A atribuição do Prémio Nobel da Paz de 2009 a Barack Obama é um desses momentos. Parece-me precipitado. Não duvido que Obama o merecesse: a sua chegada à Presidência dos EUA representa uma retumbante vitória na longa caminhada do movimento dos direitos civis dos afro-americanos que não pode ser dissociada do homem que a concretizou; o discurso de Barack Obama na Universidade do Cairo assim como as várias entrevistas e declarações que tem concedido a televisões árabes tem contribuído incomensuravelmente para apaziguar as tensões interculturais que marcaram a primeira década do século XXI; e, por fim, a sua insistência no papel da ONU e em especial num enquadramento mais inclusivo das relações internacionais são passos no sentido certo que certamente terão efeitos frutivos no futuro. No entanto, a nível concreto na política externa, Barack Obama ainda não atingiu nada de substancial: o exército dos EUA continua envolvido em duas operações militares (se uma continua no mesmo estado em que estava quando Bush abandonou a Presidência, a outra está cada vez pior); a prisão de Guantanamo ainda não foi totalmente desmantelada; o Irão e a Coreia do Norte continuam a procurar armas nucleares, deitando por terra o argumento de que Barack Obama tem impulsionado o movimento anti-nuclear (já diz o ditado que ‘de boas intenções, está o inferno cheio’); e o acordo de paz no Médio Oriente parece cada vez mais distante. A verdade é que ao longo do primeiro ano da sua Presidência, Obama concentrou-se, e bem, em encontrar uma solução para a crise económica americana e global. Está portanto ainda por avaliar, com pleno conhecimento dos seus sucessos e fracassos, a forma como Obama conduzirá a política externa americana: até por que a guerra em AfPak ameaça tornar-se num novo Vietname (não sou eu que o digo, é o próprio Richard Holbrooke, representante especial de Obama para a região). Curiosamente, Obama é já o quarto Presidente Americano a ganhar o Nobel da Paz, embora o menos 'accomplished' no momento da atribuição: o primeiro foi Ted Roosevelt em 1906 pela celebração do acordo de paz entre a Russia e o Japão; o segundo foi Woodrow Wilson pelo esforço de paz no final da primeira Guerra Mundial; e o terceiro foi Jimmy Carter em 2002, já depois de ter abandonado o cargo, pelo empenho pessoal na solução de conflitos internacionais e nas causas da democracia e dos direitos humanos.

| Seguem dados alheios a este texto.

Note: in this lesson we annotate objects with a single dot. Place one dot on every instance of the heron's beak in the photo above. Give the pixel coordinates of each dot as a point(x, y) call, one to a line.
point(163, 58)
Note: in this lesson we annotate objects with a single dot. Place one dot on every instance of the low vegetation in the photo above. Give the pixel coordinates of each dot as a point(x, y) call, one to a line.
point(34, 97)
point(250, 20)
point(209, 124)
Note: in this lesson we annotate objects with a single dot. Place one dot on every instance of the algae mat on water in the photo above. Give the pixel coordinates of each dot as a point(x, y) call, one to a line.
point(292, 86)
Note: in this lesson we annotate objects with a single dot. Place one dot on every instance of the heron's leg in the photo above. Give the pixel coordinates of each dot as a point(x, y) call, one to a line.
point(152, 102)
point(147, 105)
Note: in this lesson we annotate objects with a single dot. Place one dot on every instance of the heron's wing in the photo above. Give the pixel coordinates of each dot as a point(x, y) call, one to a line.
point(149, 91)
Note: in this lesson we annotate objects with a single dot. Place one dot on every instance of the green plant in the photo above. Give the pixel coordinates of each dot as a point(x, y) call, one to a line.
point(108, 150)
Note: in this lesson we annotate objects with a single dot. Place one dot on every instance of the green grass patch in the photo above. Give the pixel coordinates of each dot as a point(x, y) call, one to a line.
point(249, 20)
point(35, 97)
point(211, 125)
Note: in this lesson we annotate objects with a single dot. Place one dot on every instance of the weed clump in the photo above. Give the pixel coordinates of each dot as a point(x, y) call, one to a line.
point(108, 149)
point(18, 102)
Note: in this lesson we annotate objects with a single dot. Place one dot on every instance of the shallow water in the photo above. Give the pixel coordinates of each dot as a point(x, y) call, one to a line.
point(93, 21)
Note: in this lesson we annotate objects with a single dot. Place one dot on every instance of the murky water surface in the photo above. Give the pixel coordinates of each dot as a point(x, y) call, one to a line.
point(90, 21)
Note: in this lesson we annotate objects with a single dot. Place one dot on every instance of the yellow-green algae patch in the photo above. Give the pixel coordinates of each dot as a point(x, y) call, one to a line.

Poderia também ser dito que a Comité Norueguês decidiu premiar o povo americano pela escolha de um Presidente mais ajuizado do que o seu antecessor. Porém, ser melhor Presidente dos EUA do que George W. Bush não justifica em si só a atribuição do Prémio Nobel da Paz (gostaria de saber o que pensa Bill Clinton, agora Gore e Obama são ambos Prémios Nobeís). Em última análise, temo que a atribuição do Prémio Nobel ao Presidente Obama no primeiro ano de mandato possa ser mais prejudicial do que benéfico: por um lado, reacende expectativas exageradas sobre o possível papel do Presidente dos EUA para ‘fazer o bem como um messias’ – prendendo-as ao imperativo de justificar o Nobel, o que poderá desequilibrar artificialmente o status quo em favor da parte mais forte (ou seja, a posição dos EUA no Iraque, no Irão, na Coreia, no Afeganistão, no Paquistão, na Palestina, em Israel, etc); e, por outro lado, poderá dar azo a leituras conspirativas sobre a fantástica ascensão de Obama no palco mundial (aliadas a alguma inveja, é certo) que poderão minorar, na percepção pública, os sucessos da actual administração americana assim como o próprio Prémio Nobel da Paz.